The US1205 probe formed one hybrid band with the genomic RNAs from the G9 strains with long RNA patterns and P[8] specificity, including several known members (e.g., AU32) of the Wa genogroup (Fig. (Fig.4).4). This hybrid band most likely represents the G9 VP7 gene shared by US1205 and the G9 strains with long RNA patterns. The US1205 probe formed two hybrid bands with the genomic RNAs from AP6, a P[6]G9 strain with a long RNA pattern. The presence of these hybrid bands is consistent with the sharing of the VP4 and VP7 genes between US1205 and AP6. The US1205 probe formed only one hybrid band with the genomic RNAs from BP7, another P[6]G9 strain having a long RNA pattern, most likely representing the G9 VP7 gene shared by the two strains. Surprisingly, a hybrid band did not form in the region of the VP4 gene, which would have been expected given the sharing of the P[6] VP4 gene between strains BP7 and US1205. This may signify that the BP7 VP4 gene represents a highly divergent P[6] gene, perhaps possessing the same P2C[6] VP4 specificity as that of the supershort human strain AU19 (50). Sequencing of the BP7 VP4 gene will be necessary to confirm this hypothesis.
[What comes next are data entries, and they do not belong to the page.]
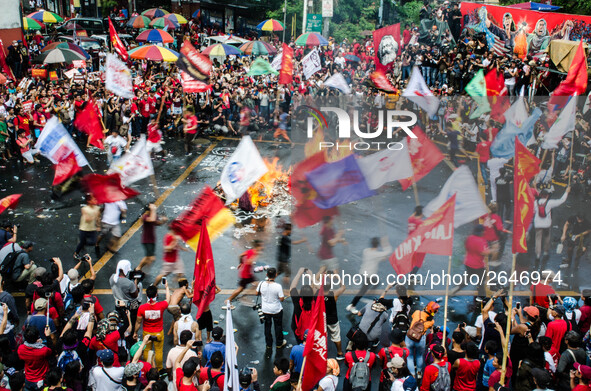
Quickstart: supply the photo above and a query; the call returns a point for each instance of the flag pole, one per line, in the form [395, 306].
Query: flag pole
[446, 303]
[509, 321]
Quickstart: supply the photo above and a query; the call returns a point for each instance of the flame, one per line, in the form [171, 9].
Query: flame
[261, 193]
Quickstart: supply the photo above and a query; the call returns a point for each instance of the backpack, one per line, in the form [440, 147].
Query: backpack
[359, 375]
[401, 321]
[443, 380]
[213, 380]
[416, 330]
[66, 357]
[7, 267]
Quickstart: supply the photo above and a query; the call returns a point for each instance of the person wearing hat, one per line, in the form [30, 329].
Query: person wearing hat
[104, 376]
[543, 206]
[476, 251]
[396, 349]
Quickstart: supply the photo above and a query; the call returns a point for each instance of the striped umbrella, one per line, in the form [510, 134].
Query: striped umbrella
[46, 17]
[66, 45]
[221, 50]
[258, 48]
[154, 53]
[59, 55]
[160, 23]
[155, 35]
[138, 22]
[311, 39]
[180, 19]
[32, 24]
[155, 13]
[270, 25]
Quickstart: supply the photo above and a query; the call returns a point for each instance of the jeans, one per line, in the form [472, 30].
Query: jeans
[416, 358]
[158, 346]
[277, 319]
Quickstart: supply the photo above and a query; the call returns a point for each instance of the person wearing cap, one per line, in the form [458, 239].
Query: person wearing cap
[572, 356]
[543, 206]
[104, 376]
[396, 349]
[214, 346]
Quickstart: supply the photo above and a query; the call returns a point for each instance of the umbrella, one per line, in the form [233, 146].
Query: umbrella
[32, 24]
[350, 57]
[270, 25]
[59, 55]
[161, 23]
[180, 19]
[154, 53]
[138, 22]
[155, 35]
[66, 45]
[155, 13]
[221, 50]
[311, 39]
[46, 17]
[257, 48]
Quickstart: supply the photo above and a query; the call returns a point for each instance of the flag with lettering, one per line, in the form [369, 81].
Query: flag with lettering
[435, 235]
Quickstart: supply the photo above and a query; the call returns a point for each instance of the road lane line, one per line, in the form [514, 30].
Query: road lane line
[138, 223]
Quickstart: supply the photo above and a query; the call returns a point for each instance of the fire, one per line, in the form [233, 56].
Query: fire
[262, 192]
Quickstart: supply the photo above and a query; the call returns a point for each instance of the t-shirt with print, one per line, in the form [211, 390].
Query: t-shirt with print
[152, 314]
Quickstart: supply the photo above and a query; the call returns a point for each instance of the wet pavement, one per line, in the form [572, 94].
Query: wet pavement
[53, 226]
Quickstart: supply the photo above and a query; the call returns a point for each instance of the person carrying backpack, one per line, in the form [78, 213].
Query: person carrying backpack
[436, 377]
[359, 362]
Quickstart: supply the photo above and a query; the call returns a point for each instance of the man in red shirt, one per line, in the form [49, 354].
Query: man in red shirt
[36, 357]
[150, 316]
[245, 272]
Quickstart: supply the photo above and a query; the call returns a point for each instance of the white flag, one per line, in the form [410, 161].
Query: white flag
[55, 143]
[338, 81]
[386, 166]
[517, 114]
[311, 63]
[134, 165]
[418, 92]
[563, 124]
[469, 203]
[276, 64]
[118, 77]
[231, 380]
[244, 168]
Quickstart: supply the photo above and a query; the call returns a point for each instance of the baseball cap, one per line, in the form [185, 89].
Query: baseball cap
[584, 369]
[40, 304]
[106, 356]
[217, 332]
[73, 275]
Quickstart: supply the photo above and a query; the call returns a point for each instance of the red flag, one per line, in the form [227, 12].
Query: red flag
[65, 169]
[306, 212]
[204, 274]
[117, 43]
[88, 120]
[424, 156]
[286, 71]
[107, 188]
[5, 68]
[386, 43]
[315, 350]
[435, 235]
[497, 95]
[575, 83]
[9, 202]
[526, 166]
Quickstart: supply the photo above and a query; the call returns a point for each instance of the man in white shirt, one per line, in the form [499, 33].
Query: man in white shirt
[114, 213]
[271, 294]
[106, 377]
[543, 222]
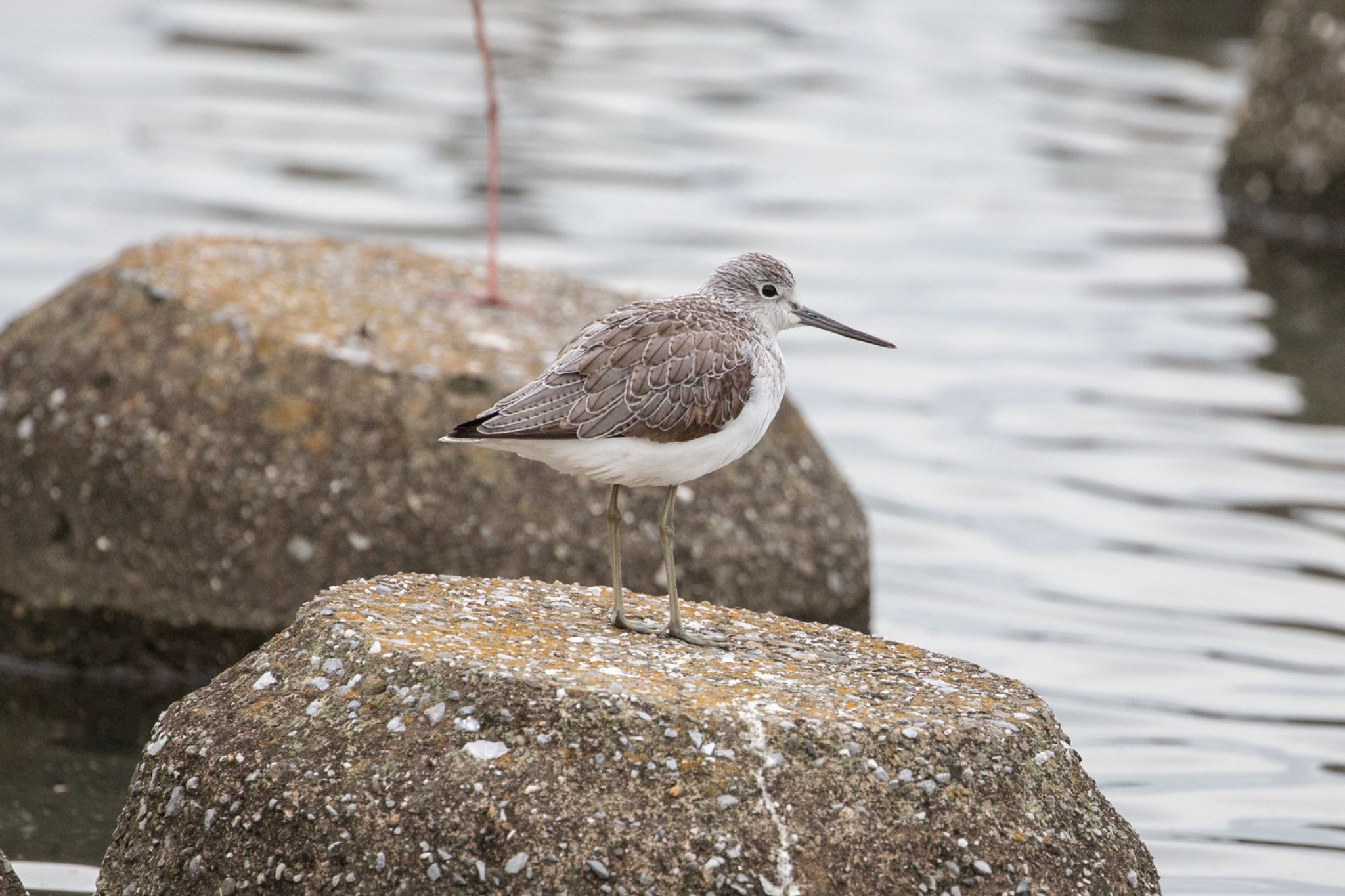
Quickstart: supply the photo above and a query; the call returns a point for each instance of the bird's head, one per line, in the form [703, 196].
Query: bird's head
[763, 286]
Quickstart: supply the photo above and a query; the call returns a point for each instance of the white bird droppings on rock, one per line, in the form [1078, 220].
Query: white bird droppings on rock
[486, 750]
[300, 548]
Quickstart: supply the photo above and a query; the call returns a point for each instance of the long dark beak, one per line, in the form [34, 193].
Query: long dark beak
[811, 319]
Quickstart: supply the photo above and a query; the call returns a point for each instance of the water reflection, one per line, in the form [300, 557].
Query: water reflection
[1308, 319]
[69, 750]
[1099, 461]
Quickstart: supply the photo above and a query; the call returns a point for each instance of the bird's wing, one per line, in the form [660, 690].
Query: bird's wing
[666, 371]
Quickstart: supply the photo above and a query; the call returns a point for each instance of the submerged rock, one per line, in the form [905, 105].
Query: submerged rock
[10, 883]
[198, 436]
[1285, 174]
[803, 759]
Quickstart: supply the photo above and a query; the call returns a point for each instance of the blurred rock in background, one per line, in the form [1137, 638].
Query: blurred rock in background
[1285, 172]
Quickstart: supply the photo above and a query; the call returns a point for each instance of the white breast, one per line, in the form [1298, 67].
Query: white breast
[639, 463]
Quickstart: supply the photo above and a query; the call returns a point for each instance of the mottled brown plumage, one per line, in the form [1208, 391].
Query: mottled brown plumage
[661, 393]
[665, 371]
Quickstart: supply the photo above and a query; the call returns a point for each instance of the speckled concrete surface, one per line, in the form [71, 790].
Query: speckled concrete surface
[204, 433]
[10, 883]
[1285, 172]
[416, 733]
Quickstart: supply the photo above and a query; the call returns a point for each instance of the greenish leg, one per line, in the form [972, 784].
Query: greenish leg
[676, 629]
[613, 528]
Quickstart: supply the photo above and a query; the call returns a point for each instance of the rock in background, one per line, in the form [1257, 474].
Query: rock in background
[204, 433]
[1285, 172]
[414, 733]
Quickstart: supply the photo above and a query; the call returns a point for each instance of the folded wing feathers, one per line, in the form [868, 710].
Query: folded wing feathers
[645, 371]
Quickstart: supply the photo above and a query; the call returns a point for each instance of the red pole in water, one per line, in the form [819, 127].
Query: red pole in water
[493, 177]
To determine the genogroup and investigate reassortment among the long-E-type study strains, a total-genome probe made from constellation C strain DL75 was hybridized to constellation B and C study strains. A Japanese long-E-type G9 strain from the Wa genogroup, 95H115, was included in the analysis for comparison because it was an early constellation C isolate possessing a VP7 gene sequence characteristic of recently emerging G9 strains (56). Consistent with the VP7 gene sequencing data, the probe hybridization analysis suggested a greater degree of divergence among the long-E-type strains than the short-E-type strains (Fig. (Fig.5).5). The genomic RNAs from constellation C strains In364, DL73, Om526, De18, Se121, and Em41 all formed 11 bands when hybridized to the DL75 probe. Constellation C strains Om67, CC117, In826, and At694 and reference strain 95H115 formed 10 bands when hybridized to the DL75 probe. Of note were the aberrantly migrating hybrid bands for genes 7/8/9, which code for the VP7, NSP2, and NSP3 proteins, that were formed between the DL75 probe and the genomes of 95H115, In364, and Om67. The DL75 probe formed eight or nine hybrid bands with the constellation B strains AP6 and BP7. It did not form hybrid bands corresponding to gene segment 4, which codes for VP4 and determines P type, with the genomes of AP6 and BP7. This is consistent with the different P types between DL75, AP6, and BP7. An aberrant migration pattern was seen for gene 10 of strains Om67, CC117, In826, AP6, and BP7. Overall, these data clearly demonstrate that the constellation B and constellation C strains belong to the Wa genogroup.

FIG. 5.
Patterns of hybridization between RNAs from constellation C and reference rotavirus strains (listed at the top) and a 32P-labeled DL75 RNA probe. (a) Gel stained with ethidium bromide and visualized with UV light; (b) corresponding autoradiogram.

When probes were made from earlier G9 isolates, reference strains AU32 and 116E, and hybridized with the long-E-type study strains, 6 to 10 hybrid bands were formed, often having aberrant migration patterns (data not shown). These results suggest that although the strains all belong to the Wa genogroup, substantial heterogeneity exists.

DISCUSSION

In the present study, we characterized 40 G9 strains isolated in the United States and India from 1993 to the present to try to gain further insights into genetic variation in the VP7 gene and the ability of serotype G9 strains to generate new strains through reassortment. The identification of a variety of P types, E types, and subgroup specificities associated with serotype G9 in strains isolated from many different locations in the United States and India over a period of 8 years, together with the finding that the VP7 gene of all of these strains has a very high degree of homology, confirms and extends the results of other recent studies (2, 6, 27, 32, 35, 56, 62, 64, 65, 72), suggesting that genome segment reassortment is an important mode of evolution for G9 strains, occurring much more rapidly than evolution by rearrangement or point mutations on individual genes. Our genogrouping analyses support this conclusion and illustrate how reassortment can occur to produce a variety of genome constellations among G9 strains.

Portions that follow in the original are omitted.